The market for streaming video options is already competitive, with popular contenders like Roku and Google's Chromecast. At $49, Qplay is more expensive than Chromecast -- and the same price as cheaper Roku models. The adapter -- a bit smaller than of a deck of cards -- is larger than the pint-sized Chromecast, which is so small that it can be confused for a USB stick.

Qplay will face the challenge of convincing consumers to forgo big-name devices for a newcomer that seems less flexible, at least for now.

Ramsay said Qplay's draw is in its capabilities in personalization and the ease of which people can share videos and playlists. He mentioned one scenario in which someone could make a playlist for a specific movie that might include the movie itself (once those premium content deals come through), interviews with the actors, and behind-the-scenes extras. The user can then make the playlist available to other fans. One aspect that consumers might enjoy is that when you add a video to a playlist, you skip the pre-roll advertisement that would have played.

"It transforms short-form video into a long-form experience," Ramsay said.

You can do an awful lot of that with YouTube playlists and a Chromecast already, but Ramsay insists that culling content from a variety of sources other than YouTube is what sets Qplay apart.

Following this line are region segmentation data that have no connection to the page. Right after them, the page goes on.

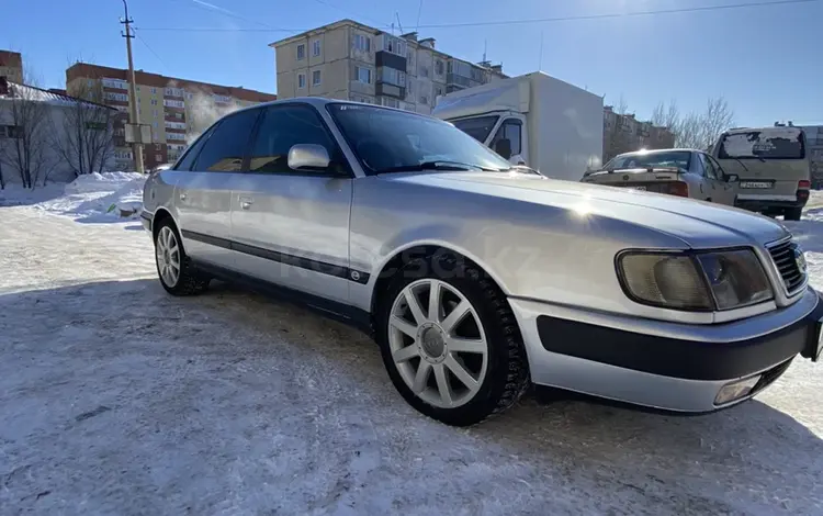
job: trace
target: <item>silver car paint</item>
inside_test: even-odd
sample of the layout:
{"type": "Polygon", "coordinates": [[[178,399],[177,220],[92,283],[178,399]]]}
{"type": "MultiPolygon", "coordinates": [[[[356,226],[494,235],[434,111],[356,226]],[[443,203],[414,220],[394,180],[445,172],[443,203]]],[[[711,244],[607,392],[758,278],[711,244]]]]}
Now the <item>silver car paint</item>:
{"type": "MultiPolygon", "coordinates": [[[[767,217],[669,195],[523,173],[432,171],[367,177],[325,112],[327,101],[304,101],[317,106],[330,125],[350,160],[353,178],[166,170],[147,181],[145,211],[167,211],[184,229],[192,229],[185,226],[187,216],[196,215],[199,227],[210,234],[225,232],[228,221],[229,236],[237,242],[369,272],[365,284],[317,272],[309,272],[315,276],[302,282],[291,274],[297,271],[277,270],[271,261],[238,260],[235,251],[229,258],[232,268],[240,272],[367,311],[372,306],[377,273],[392,257],[419,245],[451,248],[483,267],[509,296],[537,383],[674,410],[711,410],[707,400],[713,400],[722,382],[686,382],[559,359],[540,344],[534,318],[554,314],[659,336],[690,333],[707,341],[735,341],[758,328],[774,330],[798,321],[816,304],[811,289],[792,299],[781,290],[766,245],[789,234],[767,217]],[[230,190],[228,198],[226,190],[230,190]],[[179,206],[183,191],[199,192],[192,204],[196,210],[179,206]],[[238,212],[240,198],[251,192],[253,206],[261,212],[238,212]],[[714,314],[656,309],[630,301],[615,272],[615,257],[627,248],[729,246],[756,250],[769,272],[774,301],[714,314]],[[739,324],[711,325],[743,318],[739,324]],[[618,382],[611,392],[607,379],[618,382]],[[670,403],[659,397],[661,389],[675,384],[679,394],[670,403]]],[[[226,258],[223,251],[200,249],[191,239],[184,238],[183,245],[187,251],[198,248],[196,253],[212,260],[226,258]]]]}

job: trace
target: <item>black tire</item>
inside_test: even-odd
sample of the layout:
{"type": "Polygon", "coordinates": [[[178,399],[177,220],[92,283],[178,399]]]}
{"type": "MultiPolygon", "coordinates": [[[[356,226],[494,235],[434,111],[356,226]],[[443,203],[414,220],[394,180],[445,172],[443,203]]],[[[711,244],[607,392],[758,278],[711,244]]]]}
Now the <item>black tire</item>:
{"type": "Polygon", "coordinates": [[[375,311],[375,337],[383,362],[394,386],[420,413],[447,425],[470,426],[510,408],[531,385],[515,314],[496,283],[474,263],[453,254],[416,259],[399,269],[381,294],[375,311]],[[425,278],[438,279],[458,289],[475,307],[486,336],[488,366],[483,384],[474,397],[455,408],[437,407],[415,395],[392,358],[388,318],[394,300],[406,285],[425,278]]]}
{"type": "Polygon", "coordinates": [[[182,239],[180,238],[180,232],[177,229],[177,225],[171,217],[167,217],[160,221],[157,229],[154,232],[155,238],[155,266],[157,267],[157,278],[160,280],[160,284],[166,292],[171,295],[196,295],[204,292],[208,288],[210,279],[200,273],[191,265],[191,260],[185,255],[183,249],[182,239]],[[174,234],[177,238],[177,245],[180,253],[180,277],[176,284],[170,285],[166,282],[162,274],[160,273],[160,263],[157,257],[157,239],[162,233],[162,228],[168,227],[174,234]]]}
{"type": "Polygon", "coordinates": [[[783,212],[783,220],[785,221],[799,221],[802,215],[803,215],[802,207],[789,207],[783,212]]]}

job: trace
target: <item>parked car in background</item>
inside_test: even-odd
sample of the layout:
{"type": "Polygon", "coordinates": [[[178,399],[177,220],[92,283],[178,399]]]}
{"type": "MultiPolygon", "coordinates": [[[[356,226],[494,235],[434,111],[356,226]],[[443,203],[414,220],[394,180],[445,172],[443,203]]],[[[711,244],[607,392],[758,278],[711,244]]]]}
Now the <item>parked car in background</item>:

For its part, Ramsay said, the company discussed the possibility of partnering with Google to use the Chromecast as a way of beaming into TVs, but ditched the idea because the device didn't do enough to support Qplay's plans for playlists and setting up an environment where videos from different apps can intermingle.

Ramsay said that the company also has plans for premium services, such as watching live TV or implementing DVR capabilities, and or letting a user upload personal content straight to a queue. To that end, the company gives itself room to experiment with the business model in its terms of service. Right now, use of the service is free with the purchase of the $49 TV adapter, though the company said it reserves the right to charge for service in the future. Ramsay also said he'd like the adapter to eventually be bundled into the price of the service.

To be fair, Ramsay stressed that the launch will be in an "early adopter" phase. But, like the support for Netflix and Hulu that are for now sorely missing, users will have to wait and see how those other premium services will play into the Qplay ecosystem.